ECLI:NL:HR:2004:AO4149
Hoge Raad
- Cassatie
- P. Neleman
- H.A.M. Aaftink
- O. de Savornin Lohman
- A. Hammerstein
- F.B. Bakels
- Rechtspraak.nl
Cassatieverzoek tot ontslag curator in faillissement Delcon Nederland B.V.
In deze zaak heeft verzoeker, die pro se en als lasthebber van WERO BEHEER B.V. optreedt, cassatie ingesteld tegen de beschikking van de rechtbank Breda. Het verzoekschrift, ingediend op 5 februari 2003, had als doel de curator in het faillissement van Delcon Nederland B.V. te ontslaan en te vervangen door een andere curator, of in ieder geval een tweede curator aan te stellen. De curator heeft het verzoek bestreden en verzocht om verzoeker niet-ontvankelijk te verklaren. De rechtbank heeft de rechter-commissaris gehoord en op 4 juli 2003 de verzoeker niet-ontvankelijk verklaard. Verzoeker heeft hiertegen cassatie ingesteld.
De Hoge Raad heeft het cassatieberoep van verzoeker verworpen. De advocaat-generaal L. Timmerman had in zijn conclusie tot verwerping van het beroep geadviseerd. De Hoge Raad oordeelde dat de bestuurder van een vennootschap die op grond van artikel 2:248 BW aansprakelijk is voor de schulden van de vennootschap, niet automatisch crediteur van de failliete vennootschap is. Dit betekent dat de bestuurder die aan de boedel betaalt, geen regresrecht op de boedel verkrijgt, wat in strijd zou zijn met de verplichting om het tekort van de boedel aan te vullen.

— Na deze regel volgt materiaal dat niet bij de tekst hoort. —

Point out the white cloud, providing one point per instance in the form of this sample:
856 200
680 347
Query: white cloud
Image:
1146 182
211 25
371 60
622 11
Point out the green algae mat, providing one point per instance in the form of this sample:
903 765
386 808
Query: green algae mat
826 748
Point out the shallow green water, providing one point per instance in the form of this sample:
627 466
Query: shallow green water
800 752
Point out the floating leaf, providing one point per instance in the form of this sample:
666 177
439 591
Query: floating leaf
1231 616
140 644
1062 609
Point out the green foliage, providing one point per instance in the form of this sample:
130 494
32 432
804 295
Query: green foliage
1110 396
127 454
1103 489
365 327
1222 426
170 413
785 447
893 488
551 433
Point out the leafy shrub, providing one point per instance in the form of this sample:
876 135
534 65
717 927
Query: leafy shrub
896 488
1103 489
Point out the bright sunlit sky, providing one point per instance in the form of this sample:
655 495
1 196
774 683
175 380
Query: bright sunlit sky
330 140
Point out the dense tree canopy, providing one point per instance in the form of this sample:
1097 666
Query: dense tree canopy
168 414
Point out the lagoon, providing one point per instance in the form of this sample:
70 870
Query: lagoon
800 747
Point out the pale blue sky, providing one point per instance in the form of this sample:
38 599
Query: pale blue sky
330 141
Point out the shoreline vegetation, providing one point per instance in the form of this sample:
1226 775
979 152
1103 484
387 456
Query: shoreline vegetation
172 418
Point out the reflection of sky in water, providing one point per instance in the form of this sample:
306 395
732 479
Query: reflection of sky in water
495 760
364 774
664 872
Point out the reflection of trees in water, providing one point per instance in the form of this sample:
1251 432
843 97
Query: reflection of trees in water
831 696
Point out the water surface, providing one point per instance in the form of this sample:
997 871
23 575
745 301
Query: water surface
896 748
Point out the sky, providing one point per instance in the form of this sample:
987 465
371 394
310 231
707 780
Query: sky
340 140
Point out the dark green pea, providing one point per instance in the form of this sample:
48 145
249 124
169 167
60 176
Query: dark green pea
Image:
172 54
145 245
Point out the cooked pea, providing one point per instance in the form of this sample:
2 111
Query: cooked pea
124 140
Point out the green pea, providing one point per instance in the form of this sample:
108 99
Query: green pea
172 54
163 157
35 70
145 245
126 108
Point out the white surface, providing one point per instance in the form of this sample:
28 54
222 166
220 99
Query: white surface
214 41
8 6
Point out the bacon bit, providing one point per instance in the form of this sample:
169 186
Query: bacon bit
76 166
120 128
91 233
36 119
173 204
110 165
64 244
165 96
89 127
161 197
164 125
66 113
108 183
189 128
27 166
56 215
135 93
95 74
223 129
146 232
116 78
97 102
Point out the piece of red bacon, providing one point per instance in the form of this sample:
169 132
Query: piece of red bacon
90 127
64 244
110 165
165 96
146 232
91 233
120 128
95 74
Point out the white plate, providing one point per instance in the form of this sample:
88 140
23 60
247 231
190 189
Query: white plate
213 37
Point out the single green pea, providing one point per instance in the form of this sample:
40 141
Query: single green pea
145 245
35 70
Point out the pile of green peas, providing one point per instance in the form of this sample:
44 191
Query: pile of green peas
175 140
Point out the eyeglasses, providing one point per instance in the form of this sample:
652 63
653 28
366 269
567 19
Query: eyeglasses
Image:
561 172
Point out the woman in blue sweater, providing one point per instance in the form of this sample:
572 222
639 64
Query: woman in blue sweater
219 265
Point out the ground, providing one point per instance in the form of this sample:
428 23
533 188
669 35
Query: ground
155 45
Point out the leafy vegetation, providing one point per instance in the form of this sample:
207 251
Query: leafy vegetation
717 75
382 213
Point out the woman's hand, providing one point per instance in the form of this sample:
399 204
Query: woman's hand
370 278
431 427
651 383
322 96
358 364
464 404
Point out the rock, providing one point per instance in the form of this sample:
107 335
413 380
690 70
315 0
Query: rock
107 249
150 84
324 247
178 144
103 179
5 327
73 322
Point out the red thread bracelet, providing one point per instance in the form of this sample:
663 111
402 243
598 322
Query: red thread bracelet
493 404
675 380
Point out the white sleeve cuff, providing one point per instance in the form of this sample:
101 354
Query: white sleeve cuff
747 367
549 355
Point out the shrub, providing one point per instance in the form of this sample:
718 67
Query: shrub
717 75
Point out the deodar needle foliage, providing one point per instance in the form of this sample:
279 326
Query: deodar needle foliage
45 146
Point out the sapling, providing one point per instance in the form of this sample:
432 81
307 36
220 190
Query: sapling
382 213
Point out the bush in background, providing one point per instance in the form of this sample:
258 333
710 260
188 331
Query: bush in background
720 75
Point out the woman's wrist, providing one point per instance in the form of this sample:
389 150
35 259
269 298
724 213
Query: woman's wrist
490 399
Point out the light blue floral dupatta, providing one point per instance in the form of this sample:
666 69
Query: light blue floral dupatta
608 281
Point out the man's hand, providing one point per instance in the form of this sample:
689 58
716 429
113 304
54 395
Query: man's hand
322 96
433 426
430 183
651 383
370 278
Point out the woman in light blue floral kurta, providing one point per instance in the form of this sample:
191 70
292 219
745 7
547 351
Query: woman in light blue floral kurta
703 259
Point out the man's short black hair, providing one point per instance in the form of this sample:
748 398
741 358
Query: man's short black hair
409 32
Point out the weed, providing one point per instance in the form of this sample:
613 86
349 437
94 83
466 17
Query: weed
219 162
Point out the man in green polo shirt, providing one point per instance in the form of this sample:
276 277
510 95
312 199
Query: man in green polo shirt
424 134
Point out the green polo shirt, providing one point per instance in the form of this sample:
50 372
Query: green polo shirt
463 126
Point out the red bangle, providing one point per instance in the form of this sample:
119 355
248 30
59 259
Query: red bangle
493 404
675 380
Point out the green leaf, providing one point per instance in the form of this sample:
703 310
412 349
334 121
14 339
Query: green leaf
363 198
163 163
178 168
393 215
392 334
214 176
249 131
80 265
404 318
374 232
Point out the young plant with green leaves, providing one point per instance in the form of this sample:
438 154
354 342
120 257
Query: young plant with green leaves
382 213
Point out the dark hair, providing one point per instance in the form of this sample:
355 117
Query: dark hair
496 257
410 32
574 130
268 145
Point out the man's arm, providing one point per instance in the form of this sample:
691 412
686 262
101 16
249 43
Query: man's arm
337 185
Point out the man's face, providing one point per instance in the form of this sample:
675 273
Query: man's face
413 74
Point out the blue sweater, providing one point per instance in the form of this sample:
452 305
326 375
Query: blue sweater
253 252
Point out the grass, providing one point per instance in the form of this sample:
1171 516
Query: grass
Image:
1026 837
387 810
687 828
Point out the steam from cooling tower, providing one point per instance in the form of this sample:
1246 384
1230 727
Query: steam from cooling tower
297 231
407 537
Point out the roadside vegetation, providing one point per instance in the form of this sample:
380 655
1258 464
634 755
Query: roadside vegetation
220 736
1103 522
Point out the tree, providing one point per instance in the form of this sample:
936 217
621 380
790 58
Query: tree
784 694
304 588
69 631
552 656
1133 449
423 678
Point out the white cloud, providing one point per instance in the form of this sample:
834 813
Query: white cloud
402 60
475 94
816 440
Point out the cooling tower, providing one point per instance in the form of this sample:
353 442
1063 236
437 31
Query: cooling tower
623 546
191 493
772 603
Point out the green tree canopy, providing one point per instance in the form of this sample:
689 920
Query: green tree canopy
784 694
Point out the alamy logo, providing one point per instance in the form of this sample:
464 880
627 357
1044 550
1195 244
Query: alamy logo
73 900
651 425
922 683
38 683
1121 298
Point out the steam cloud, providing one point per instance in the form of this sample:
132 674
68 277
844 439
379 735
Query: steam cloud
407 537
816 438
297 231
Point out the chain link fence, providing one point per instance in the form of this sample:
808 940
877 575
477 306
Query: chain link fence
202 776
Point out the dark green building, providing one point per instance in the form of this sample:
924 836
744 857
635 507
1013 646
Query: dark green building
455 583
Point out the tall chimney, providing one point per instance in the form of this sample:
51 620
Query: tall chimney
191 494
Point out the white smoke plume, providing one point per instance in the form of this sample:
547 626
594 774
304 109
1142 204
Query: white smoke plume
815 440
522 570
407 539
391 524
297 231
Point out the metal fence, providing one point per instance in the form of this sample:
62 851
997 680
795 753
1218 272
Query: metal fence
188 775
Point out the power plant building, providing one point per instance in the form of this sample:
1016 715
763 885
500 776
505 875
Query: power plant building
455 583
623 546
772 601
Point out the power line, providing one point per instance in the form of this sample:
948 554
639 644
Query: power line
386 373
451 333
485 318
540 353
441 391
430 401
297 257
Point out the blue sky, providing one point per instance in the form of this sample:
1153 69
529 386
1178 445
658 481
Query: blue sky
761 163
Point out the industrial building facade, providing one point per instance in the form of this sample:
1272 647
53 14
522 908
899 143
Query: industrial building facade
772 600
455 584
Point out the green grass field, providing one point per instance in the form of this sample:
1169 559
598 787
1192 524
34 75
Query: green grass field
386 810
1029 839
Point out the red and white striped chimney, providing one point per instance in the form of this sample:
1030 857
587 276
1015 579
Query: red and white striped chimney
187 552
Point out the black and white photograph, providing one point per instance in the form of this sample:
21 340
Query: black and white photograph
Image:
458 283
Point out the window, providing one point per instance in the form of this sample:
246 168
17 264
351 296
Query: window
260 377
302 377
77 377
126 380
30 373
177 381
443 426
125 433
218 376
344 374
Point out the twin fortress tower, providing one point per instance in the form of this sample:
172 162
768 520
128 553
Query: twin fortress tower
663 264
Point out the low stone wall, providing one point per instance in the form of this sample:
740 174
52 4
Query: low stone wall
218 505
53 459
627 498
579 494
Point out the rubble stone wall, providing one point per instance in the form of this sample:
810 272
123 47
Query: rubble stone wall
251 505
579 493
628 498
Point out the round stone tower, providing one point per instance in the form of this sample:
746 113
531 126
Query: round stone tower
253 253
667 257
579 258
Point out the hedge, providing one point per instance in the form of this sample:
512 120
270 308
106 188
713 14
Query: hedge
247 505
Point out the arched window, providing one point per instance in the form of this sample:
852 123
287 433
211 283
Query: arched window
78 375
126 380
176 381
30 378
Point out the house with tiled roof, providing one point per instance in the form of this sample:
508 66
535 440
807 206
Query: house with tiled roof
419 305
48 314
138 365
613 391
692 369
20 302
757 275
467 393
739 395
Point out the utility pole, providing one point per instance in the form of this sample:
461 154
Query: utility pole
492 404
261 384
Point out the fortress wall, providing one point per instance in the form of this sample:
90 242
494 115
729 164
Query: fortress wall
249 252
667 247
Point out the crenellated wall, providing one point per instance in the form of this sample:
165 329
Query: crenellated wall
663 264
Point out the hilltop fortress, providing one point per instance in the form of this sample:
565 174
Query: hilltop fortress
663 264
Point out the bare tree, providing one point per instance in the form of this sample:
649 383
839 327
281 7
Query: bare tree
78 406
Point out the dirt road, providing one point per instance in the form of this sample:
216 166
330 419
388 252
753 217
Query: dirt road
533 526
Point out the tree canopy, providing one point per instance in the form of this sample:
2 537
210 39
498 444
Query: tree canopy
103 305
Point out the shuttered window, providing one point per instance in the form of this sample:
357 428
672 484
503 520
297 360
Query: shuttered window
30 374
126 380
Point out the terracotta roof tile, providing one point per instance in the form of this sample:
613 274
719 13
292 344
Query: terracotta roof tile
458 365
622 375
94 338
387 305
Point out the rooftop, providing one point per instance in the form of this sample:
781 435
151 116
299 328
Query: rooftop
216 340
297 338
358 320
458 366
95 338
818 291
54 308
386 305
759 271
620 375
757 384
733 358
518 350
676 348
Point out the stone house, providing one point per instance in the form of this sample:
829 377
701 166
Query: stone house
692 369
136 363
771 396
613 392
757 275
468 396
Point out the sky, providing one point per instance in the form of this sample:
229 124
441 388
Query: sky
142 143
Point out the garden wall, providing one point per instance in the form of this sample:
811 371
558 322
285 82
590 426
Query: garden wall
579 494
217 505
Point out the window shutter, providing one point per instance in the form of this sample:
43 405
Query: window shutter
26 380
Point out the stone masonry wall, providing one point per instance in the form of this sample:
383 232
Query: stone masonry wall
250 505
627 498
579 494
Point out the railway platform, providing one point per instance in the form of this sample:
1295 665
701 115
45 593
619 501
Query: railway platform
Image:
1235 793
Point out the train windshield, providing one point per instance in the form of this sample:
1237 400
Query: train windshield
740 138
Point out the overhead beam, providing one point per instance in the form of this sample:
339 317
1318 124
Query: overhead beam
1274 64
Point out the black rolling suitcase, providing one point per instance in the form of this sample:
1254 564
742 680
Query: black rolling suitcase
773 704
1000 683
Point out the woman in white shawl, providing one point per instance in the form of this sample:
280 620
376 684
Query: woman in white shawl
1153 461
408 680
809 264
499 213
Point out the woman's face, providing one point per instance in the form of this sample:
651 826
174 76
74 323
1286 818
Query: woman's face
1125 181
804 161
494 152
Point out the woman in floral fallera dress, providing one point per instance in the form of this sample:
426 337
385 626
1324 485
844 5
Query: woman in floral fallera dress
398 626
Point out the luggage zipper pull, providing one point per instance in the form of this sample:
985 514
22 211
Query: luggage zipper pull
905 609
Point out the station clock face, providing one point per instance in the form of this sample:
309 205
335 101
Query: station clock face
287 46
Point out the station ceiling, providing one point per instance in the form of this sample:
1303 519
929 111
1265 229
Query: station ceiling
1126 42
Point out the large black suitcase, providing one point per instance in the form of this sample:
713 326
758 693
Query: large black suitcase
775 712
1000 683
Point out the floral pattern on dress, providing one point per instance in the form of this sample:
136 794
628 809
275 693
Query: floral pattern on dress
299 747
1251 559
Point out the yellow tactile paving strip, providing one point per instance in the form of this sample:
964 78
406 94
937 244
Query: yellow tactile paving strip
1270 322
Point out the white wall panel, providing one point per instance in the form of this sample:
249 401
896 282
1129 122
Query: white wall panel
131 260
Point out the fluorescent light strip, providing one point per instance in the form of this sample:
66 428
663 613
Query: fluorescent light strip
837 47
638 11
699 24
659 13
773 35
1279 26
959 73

Daarnaast oordeelde de Hoge Raad dat de rechtbank terecht had vastgesteld dat WERO haar positie als schuldeiser misbruikte door verzoeker een rechtsingang te bieden die hem niet toekwam. De Hoge Raad concludeerde dat verzoeker geen belang had bij de behandeling van de overige middelen, en veroordeelde hem in de kosten van het geding in cassatie, die op € 267,69 aan verschotten en € 1.135,-- voor salaris werden begroot.